A tredici anni dal sisma tanti sfollati doc non vogliono tornare a casa loro nel centro storico di Nocera, anche perché dovrebbero tirare fuori di tasca loro parecchie migliaia di euro, la parte cioè non coperta dallo Stato per gli interventi di ricostruzione. Senza addentrarci nella complessa normativa, basti dire che per le finiture e gli impianti interni delle seconde case ad esempio lo Stato in Umbria ha finanziato il 90% del costo per i pensionati con la minima e indigenti, 80% per redditi fino a 21 milioni di lire, 40% per redditi superiori ai 30 milioni di lire. Altri accolli economici, anche per le prime case, sono stati poi il risultato di errori progettuali, di ritardi, di mancato rispetto delle norme da parte delle ditte. Di denunce, processi e ricorsi.
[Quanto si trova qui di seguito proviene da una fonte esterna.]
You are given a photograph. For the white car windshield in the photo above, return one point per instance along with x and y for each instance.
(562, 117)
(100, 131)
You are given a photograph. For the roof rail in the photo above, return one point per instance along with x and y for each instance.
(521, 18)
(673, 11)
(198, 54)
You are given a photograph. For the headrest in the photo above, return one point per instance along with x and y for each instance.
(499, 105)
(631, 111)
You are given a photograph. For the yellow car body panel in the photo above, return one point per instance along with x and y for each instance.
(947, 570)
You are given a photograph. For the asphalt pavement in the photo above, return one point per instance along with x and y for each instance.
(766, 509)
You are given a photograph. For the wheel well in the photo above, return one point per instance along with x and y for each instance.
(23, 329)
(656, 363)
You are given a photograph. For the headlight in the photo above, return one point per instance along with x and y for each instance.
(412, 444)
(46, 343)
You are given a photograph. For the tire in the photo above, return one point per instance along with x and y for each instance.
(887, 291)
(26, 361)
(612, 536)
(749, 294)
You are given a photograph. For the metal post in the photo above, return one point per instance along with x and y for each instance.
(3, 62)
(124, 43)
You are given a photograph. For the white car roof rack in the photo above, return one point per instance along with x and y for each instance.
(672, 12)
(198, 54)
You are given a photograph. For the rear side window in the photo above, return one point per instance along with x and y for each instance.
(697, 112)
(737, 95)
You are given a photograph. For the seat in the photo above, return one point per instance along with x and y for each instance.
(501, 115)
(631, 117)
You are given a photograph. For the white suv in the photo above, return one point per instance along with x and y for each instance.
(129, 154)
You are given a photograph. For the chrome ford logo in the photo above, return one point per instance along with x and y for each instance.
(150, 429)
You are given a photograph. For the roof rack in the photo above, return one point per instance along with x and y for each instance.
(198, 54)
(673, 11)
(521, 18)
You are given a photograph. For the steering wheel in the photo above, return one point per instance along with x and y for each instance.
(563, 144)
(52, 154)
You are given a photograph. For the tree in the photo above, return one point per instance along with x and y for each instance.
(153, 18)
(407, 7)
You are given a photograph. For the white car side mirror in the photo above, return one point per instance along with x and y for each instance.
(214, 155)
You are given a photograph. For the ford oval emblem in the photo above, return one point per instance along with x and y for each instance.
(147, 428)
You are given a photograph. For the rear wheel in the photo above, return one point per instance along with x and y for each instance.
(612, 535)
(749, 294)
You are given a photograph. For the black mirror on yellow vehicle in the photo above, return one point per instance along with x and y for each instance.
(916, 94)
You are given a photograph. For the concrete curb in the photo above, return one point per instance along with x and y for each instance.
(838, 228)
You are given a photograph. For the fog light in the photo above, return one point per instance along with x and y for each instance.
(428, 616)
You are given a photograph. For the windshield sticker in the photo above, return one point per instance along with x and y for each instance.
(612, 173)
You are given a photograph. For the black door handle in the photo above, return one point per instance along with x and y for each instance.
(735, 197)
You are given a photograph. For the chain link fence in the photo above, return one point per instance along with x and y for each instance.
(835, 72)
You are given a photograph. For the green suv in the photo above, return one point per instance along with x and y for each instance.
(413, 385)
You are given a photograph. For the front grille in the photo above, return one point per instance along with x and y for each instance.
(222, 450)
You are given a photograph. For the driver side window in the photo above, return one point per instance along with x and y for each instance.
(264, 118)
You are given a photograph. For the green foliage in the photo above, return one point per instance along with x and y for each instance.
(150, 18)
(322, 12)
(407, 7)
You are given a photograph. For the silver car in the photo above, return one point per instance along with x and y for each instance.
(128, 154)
Giuseppe Pesciaioli, presidente di un comitato cittadino ha spiegato al quotidiano la Stampa: ''Un quarto del centro non è stato ancora messo a posto e i costi sono lievitati di un milione di euro, che sarà accollato ai singoli proprietari di case. Dei tre quarti ricostruiti, il 99 per cento è ancora disabitato per problemi strutturali: fognature, acqua, e così via. Non hanno voluto far lavorare le aziende locali perché temevano subappalti - dice ancora Pesciaioli - È successo che i subappalti li hanno fatti le ditte venute da fuori: se lei guarda i cartelli sui cantieri, vedrà che sono tutte ditte del Casertano, dell'Avellinese, della Calabria. Non voglio dire che non siano bravi: ma rischiamo di perdere la nostra identità. Il guaio è che, come sempre, c'è stato un grande attivismo nell'immediato post-terremoto, quando c'erano qui le tv. In quel periodo tutti bravi e tutti efficienti. Spenti i riflettori, il pallino è passato ai Comuni, che non dappertutto sono stati all'altezza''.
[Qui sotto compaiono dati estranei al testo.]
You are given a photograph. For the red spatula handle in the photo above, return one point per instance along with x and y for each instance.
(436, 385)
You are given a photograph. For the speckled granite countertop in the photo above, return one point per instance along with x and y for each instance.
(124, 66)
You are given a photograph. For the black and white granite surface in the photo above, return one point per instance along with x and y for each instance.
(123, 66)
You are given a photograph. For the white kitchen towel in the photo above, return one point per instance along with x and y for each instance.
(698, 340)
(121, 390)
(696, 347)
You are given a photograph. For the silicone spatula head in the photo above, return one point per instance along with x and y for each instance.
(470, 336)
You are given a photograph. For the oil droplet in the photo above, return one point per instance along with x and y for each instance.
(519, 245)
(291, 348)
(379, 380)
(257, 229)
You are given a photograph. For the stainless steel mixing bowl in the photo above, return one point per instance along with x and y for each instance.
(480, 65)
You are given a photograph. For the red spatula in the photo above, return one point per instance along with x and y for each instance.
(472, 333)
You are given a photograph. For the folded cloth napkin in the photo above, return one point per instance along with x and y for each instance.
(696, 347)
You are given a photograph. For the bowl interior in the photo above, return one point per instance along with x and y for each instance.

Un'altra cosa abbiamo poi imparato dal breve viaggio a Nocera: mai non fidarsi troppo delle promesse. Non pochi presidenti dei consorzi, scrive ancora Angelo Frillici, dissero ai terremotati: ''Fidati di me, non ti preoccupare di nulla, penso a tutto io. Riavrai la tua casa senza l'esborso di un solo euro, perchè grazie alla mia ditta di fiducia, alle mie conoscenze in comune e regione, con il contributo pubblico saranno eseguiti tutti i lavori''. Con questa promessa molti diventarono presidenti di consorzio, un lavoro molto ben retribuito, con una percentuale dell'importo dell'intervento.
Ma la loro promessa in molti casi non è stata mantenuta. I soldi non sono bastati, ed anzi i costi dell'intervento sono aumentati con i meccanismi perversi dei subappalti al ribasso, con l'aumento del costo del materiale a causa dei ritardi. Ora accade che alcuni proprietari non hanno i soldi per completare i lavori. O non li vogliono tirare fuori per principio, perché gli era stato garantito uno scenario ben diverso.
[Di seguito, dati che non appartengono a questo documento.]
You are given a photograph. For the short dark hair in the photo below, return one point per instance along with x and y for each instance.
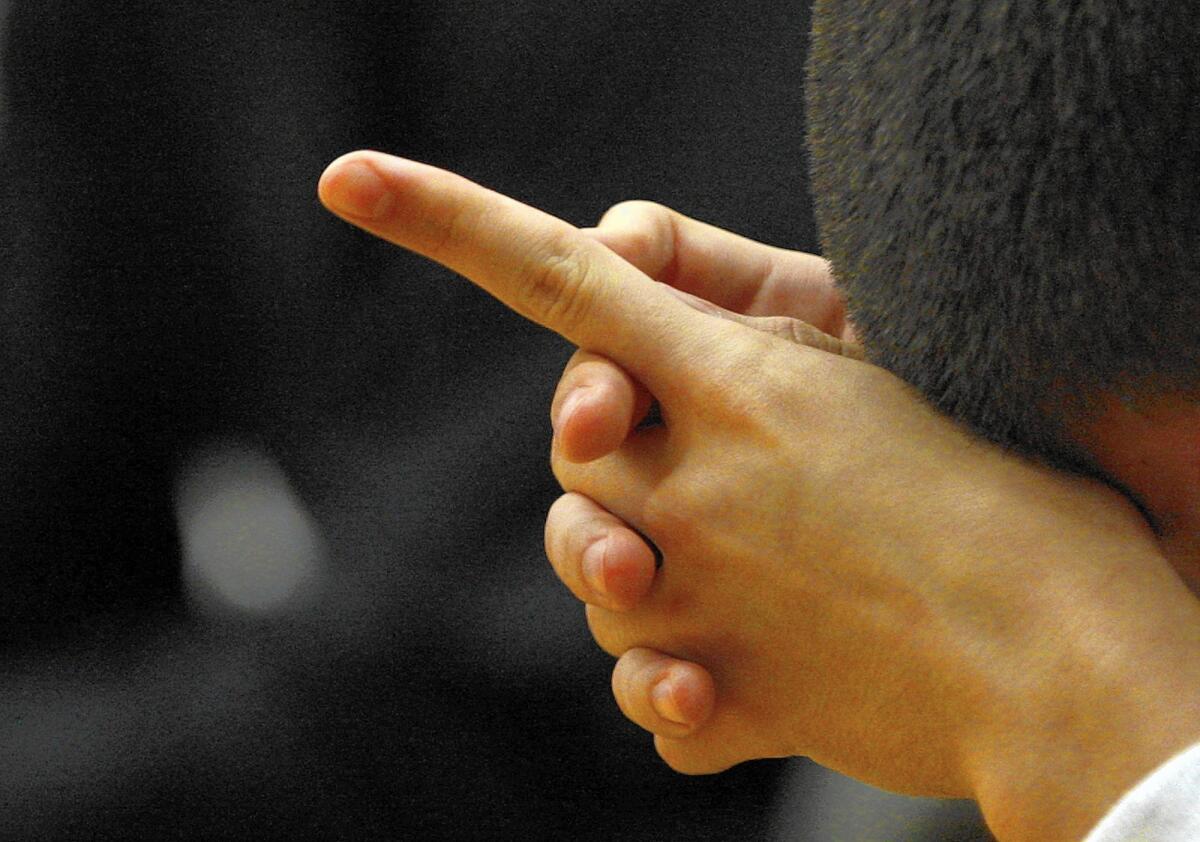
(1007, 191)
Ma è accaduto anche che per realizzare tutto l'intervento con i soli soldi pubblici, i lavori sono stati fatti male, perché si è risparmiato in materiali , tempo e professionalità. In entrambi i casi a tredici anni dal sisma intere vie e decine e decine di abitazioni, che in apparenza sembrano essere state ricostruite alla perfezione, addirittura con le pietre a vista e infissi in ferro battuto, in realtà non sono né agibili, né abitabili. Scatole vuote.
Scrive ancora Angelo Frillici: ''Moltissimi abitanti non rientreranno nel centro storico, nelle loro case, perché hanno paura di nuovi eventi sismici, perché sostengono che la ricostruzione è stata opera di maestranze raccogliticce e mal pagate, di progettisti frettolosi ed ingordi di parcelle, di direttori dei lavori assenti e sordi, di imprese strozzate da corone di subappalti e costrette a risparmiare su tutto per portare a casa la pagnotta quotidiana''.
E questo è accaduto anche perché parte dei terremotati, in buona fede hanno delegato tutto ai presidenti del consorzio, e agli attori istituzionali della ricostruzione, a cominciare da Comune e Regione. Non hanno controllato passo passo l'esecuzione dei lavori. Di fatto a Nocera la ricostruzione è stata de facto commissariata dai presidenti dei consorzi e dagli imprenditori edili venuti da fuori.
Come dire, a Nocera come a L'Aquila: non può esistere una buona ricostruzione senza la partecipazione reale dei terremotati.